Executive Vice President of the CORFO
- In office 21 April 1975 – 28 October 1975
- President: Augusto Pinochet
- Preceded by: Javier Palacios
- Succeeded by: Luis Danús

Personal details
- Born: 1917 Viña del Mar, Chile
- Died: 1993 (aged 75–76) Santiago, Chile
- Party: Independent
- Spouse: Eliana Donoso Montalva
- Children: 10
- Alma mater: Universidad de Chile
- Profession: Civil engineer; Businessman

= Francisco Soza =

Francisco Soza Cousiño (1917–1993) was a Chilean civil engineer, businessman and guild leader who served as Executive Vice President of the Corporación de Fomento de la Producción (CORFO) in 1975 during the Pinochet regime.

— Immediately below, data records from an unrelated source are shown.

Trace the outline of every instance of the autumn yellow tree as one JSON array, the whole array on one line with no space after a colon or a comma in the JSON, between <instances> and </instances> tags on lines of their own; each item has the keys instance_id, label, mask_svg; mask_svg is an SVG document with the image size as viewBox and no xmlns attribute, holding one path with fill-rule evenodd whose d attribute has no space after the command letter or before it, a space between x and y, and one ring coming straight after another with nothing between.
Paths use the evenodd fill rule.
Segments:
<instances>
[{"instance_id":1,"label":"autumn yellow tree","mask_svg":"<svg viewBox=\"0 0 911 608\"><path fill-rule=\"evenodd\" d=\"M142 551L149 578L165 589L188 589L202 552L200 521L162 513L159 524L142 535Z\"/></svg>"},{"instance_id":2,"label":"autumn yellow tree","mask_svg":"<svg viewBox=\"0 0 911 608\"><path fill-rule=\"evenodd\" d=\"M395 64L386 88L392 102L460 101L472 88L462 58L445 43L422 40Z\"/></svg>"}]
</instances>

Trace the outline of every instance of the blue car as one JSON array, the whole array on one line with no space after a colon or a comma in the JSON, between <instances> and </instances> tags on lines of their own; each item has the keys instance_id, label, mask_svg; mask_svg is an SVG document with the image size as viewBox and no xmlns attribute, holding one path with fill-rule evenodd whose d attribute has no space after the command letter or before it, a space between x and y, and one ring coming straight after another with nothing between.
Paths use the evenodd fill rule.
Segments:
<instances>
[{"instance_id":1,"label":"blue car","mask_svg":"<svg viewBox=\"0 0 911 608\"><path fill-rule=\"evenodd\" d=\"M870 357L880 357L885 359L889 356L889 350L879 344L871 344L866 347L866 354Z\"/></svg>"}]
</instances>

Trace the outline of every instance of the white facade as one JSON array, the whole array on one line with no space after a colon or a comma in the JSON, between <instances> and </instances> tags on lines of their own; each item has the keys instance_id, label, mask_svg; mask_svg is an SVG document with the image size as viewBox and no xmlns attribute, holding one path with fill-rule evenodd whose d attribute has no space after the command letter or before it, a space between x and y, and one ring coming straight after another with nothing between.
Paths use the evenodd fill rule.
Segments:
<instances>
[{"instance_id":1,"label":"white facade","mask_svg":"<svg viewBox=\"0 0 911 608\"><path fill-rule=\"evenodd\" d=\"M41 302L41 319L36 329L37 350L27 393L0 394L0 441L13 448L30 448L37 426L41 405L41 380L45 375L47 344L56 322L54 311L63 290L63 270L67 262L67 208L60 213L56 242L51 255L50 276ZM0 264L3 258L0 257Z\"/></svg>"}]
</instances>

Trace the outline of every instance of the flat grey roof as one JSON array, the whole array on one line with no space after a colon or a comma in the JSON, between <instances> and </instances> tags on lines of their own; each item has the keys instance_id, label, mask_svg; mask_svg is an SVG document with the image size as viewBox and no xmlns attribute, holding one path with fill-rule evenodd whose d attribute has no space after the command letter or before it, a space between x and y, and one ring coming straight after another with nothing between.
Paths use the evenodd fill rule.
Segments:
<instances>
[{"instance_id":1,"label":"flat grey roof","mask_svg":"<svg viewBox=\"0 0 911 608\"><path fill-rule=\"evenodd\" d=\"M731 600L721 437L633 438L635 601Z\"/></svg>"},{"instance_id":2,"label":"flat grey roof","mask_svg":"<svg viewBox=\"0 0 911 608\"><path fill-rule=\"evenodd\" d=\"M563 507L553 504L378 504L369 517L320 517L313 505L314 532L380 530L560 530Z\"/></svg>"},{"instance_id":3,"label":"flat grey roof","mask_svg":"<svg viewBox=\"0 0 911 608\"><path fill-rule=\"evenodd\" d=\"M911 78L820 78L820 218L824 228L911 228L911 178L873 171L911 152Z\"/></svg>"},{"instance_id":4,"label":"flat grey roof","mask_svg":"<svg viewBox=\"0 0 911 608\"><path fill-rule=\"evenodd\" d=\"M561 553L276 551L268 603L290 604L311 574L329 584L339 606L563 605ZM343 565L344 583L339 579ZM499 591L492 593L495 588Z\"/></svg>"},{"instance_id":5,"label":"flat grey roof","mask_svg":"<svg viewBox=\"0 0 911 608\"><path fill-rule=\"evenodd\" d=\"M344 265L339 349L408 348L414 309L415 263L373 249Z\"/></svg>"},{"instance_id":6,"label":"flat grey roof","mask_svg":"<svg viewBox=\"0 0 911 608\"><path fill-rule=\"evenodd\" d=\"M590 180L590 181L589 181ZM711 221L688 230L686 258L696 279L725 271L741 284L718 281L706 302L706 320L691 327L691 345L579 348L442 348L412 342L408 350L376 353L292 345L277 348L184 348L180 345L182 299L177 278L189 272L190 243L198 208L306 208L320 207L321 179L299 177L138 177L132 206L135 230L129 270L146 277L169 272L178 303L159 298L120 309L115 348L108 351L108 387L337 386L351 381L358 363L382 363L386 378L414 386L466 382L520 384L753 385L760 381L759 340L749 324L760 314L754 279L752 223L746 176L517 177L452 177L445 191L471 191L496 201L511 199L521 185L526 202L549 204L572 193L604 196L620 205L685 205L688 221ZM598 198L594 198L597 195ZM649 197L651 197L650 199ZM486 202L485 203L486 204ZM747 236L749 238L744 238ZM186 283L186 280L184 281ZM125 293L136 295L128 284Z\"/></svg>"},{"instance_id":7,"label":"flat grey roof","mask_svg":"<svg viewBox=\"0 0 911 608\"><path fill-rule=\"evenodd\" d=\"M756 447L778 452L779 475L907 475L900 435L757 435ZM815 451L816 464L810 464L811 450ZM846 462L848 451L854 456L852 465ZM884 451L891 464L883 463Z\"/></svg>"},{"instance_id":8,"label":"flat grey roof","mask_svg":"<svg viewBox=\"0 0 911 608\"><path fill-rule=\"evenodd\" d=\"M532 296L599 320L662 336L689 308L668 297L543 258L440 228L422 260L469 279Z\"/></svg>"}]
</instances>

== Early life and education ==
Born in Viña del Mar, Soza completed primary and secondary schooling in his hometown and later graduated as a civil engineer from the Universidad de Chile in 1940.

He married Eliana Donoso Montalva, with whom he had ten children.

== Professional career ==
Soza began his career at the construction firm Neut Latour, becoming a partner in 1943 and later its president.

He was an active figure in the construction sector, serving twice as president of the Cámara Chilena de la Construcción (1963–1965; 1967–1968).

He sat on the boards of several companies and was a director of the Banco de Chile and the Banco Hipotecario de Valparaíso.

In April 1975 he was appointed Executive Vice President of CORFO, overseeing a program of state-company privatisations and organisational restructuring before leaving the post in October of the same year.

Later in life he dedicated significant time to agricultural ventures, particularly fruit production in the Llaillay area.